Foça is "well known for its pretty cats," reads the caption under the Flickr photo.   Yet there is not a single Veterinarian in the whole town. 


What does that suggest about the condition of the "pretty cats" -- and about the prevailing attitudes of its nearly 14,000 human residents?


***

05 September, 2009

It ain't pretty

Anyone who has spent any time in the Mediterranean knows that there are stray animals, street animals -- dogs and cats -- nearly everywhere, on every street, down every alley, and of course around every dumpster.

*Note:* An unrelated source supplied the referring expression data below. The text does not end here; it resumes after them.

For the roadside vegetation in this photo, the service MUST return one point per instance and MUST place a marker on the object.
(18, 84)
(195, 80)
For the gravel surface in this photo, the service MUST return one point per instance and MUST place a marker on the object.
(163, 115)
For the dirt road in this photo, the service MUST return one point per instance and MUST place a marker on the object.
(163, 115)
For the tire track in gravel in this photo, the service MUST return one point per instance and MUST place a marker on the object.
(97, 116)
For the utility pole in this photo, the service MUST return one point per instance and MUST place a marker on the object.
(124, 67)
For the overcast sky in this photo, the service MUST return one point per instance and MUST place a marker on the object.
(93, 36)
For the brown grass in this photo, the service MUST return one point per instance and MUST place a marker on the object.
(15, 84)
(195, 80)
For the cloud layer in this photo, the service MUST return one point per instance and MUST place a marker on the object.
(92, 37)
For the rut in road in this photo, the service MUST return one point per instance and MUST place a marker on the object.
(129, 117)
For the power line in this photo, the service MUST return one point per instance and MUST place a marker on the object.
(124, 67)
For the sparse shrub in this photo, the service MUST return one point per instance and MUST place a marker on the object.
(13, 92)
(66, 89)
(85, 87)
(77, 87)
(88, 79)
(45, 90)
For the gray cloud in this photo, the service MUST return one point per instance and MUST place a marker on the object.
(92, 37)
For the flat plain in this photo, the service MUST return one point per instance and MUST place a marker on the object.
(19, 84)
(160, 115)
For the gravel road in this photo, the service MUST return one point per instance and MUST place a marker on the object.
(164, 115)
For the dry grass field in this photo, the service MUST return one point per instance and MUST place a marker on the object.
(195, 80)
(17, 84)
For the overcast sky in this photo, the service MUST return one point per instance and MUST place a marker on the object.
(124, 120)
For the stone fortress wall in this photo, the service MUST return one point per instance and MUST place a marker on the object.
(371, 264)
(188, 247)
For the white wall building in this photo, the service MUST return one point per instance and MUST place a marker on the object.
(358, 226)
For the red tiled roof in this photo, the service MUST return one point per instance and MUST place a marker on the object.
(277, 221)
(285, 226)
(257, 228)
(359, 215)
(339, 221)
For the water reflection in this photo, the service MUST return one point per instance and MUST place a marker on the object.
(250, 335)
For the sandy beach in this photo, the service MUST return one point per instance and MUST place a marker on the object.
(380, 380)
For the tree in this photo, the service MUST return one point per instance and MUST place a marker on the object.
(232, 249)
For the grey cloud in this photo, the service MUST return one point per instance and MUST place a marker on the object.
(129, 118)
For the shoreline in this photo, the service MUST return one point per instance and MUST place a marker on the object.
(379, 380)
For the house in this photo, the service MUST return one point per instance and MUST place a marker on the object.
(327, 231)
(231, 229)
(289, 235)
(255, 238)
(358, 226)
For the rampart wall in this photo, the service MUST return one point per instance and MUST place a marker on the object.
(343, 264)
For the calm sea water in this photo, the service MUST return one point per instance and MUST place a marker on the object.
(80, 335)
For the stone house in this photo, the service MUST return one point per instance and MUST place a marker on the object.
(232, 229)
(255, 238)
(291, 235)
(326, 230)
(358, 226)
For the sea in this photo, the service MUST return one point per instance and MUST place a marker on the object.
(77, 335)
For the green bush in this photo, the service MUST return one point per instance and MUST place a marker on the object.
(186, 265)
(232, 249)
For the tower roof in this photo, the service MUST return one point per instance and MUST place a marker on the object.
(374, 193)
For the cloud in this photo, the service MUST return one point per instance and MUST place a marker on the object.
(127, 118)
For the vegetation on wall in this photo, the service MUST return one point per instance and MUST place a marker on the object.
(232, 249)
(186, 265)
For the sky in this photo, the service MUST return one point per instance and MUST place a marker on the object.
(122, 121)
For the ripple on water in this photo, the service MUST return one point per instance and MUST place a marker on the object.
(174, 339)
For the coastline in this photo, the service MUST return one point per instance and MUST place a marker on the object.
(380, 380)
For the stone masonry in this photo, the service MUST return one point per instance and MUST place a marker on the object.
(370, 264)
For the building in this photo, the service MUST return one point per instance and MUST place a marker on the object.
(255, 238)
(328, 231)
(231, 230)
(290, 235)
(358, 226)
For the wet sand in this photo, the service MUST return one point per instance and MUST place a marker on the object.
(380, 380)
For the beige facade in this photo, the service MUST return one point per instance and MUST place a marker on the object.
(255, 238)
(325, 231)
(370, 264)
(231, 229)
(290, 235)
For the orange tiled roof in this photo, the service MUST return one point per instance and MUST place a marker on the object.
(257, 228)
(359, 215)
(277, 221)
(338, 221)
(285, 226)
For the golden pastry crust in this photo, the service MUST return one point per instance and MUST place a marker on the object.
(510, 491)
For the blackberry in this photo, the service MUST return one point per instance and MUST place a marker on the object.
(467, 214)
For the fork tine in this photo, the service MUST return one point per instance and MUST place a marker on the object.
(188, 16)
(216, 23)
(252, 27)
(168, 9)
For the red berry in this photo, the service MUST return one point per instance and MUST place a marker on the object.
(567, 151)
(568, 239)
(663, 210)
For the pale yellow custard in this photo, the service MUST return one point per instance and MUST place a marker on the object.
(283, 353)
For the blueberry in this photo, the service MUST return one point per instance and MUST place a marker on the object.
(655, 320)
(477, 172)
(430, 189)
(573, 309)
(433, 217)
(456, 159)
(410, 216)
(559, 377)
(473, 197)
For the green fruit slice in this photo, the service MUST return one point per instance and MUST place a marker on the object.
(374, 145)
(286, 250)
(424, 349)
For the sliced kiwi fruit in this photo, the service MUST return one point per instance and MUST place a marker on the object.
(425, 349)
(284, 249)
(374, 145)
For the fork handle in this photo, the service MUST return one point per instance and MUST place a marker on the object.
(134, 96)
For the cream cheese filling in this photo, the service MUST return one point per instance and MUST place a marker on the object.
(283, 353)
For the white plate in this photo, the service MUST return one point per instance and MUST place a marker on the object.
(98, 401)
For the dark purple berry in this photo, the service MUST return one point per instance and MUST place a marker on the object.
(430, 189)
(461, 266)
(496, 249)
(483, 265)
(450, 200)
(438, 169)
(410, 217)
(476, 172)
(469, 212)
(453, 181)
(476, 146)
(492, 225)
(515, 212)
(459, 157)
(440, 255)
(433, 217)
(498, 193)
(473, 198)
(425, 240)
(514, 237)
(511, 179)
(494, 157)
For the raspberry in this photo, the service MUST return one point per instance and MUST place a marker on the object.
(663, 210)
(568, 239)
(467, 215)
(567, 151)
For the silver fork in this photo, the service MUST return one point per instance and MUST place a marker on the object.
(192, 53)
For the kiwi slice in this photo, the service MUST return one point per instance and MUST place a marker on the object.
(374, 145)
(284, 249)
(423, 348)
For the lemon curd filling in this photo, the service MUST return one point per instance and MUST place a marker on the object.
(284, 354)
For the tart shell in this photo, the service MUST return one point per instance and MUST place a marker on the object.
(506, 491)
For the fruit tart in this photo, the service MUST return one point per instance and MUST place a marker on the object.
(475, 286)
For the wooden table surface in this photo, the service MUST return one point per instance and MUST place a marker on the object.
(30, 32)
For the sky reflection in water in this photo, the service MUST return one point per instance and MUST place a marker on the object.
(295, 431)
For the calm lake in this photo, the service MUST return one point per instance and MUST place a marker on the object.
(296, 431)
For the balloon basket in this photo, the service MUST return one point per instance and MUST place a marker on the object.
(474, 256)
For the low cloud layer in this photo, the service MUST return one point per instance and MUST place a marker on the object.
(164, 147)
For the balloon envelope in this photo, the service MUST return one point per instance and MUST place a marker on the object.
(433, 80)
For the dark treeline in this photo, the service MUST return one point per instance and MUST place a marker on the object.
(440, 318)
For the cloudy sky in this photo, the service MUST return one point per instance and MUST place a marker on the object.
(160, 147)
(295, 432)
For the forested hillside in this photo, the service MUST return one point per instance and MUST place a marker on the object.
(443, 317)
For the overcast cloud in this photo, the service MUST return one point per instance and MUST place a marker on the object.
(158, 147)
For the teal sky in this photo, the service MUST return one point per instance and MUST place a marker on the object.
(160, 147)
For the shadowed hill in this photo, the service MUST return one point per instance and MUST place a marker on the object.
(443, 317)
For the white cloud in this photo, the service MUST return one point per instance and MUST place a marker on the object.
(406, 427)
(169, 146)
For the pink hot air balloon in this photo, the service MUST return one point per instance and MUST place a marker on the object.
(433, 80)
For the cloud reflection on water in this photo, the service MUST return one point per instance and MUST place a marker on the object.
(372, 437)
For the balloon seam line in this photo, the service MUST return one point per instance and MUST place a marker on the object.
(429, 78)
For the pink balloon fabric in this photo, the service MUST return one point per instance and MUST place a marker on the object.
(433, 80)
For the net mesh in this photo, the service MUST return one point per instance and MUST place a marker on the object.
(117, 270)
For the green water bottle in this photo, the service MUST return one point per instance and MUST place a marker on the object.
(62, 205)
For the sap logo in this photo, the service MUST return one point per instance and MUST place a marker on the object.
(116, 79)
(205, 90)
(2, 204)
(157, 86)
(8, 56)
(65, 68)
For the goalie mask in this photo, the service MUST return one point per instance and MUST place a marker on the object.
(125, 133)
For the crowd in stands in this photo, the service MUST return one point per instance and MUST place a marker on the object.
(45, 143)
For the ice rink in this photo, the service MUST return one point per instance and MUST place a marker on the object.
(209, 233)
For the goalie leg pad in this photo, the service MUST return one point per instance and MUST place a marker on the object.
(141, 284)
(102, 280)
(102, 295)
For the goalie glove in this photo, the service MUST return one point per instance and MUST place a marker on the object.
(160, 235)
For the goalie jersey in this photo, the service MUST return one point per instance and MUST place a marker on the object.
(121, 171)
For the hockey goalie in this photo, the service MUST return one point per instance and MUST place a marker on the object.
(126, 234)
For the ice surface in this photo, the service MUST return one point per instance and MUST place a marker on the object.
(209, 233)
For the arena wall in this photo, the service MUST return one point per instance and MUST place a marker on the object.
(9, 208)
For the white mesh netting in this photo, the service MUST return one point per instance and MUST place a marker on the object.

The scene below is not from the streets as such, but it illustrates the extent of the problem.  It was made in one of the Mediterranean's most remote corners:  far out on the Karpaz peninsula of Cyprus.  It is an idyllic scene, in which a dog and some cats inhabit the picturesque ruins of an old Byzantine church at the edge of the sea.  Amid the crumbling walls and faded floor mosaics, they all get along peacefully.  Nearby, there is even a tiny, isolated 'inn' of sorts where they could feed on garbage and handouts. 
   

A few months later they were all gone.  

The nearest village, even the nearest house, was way too far away for cats to find.  The dog might have followed the road and got there eventually, but it would have been unlikely to find a handout.  I lived in that village for nearly a year; the streets there were already full to capacity of other animals.

Professional photographers like Hans Silvester, whose coffeetable books include titles like  Sleeping in the Sun: Carefree Cats of the Greek Islands, give the impression, as does the photo above, that life is good for the animals in the Mediterranean, and that everything is beautiful.

Yet the beauty of the Mediterranean belies the harshness of life for the animals that live here -- not just in quiet, seaside locations the like the one above, but in nearly every street, in every town, every city, and every village across the entire region, from Beirut to Barcelona, from Izmir to Oran.

Addressing the problem will mean acting locally, but so far there is no sign that anyone has set out to think globally about a solution.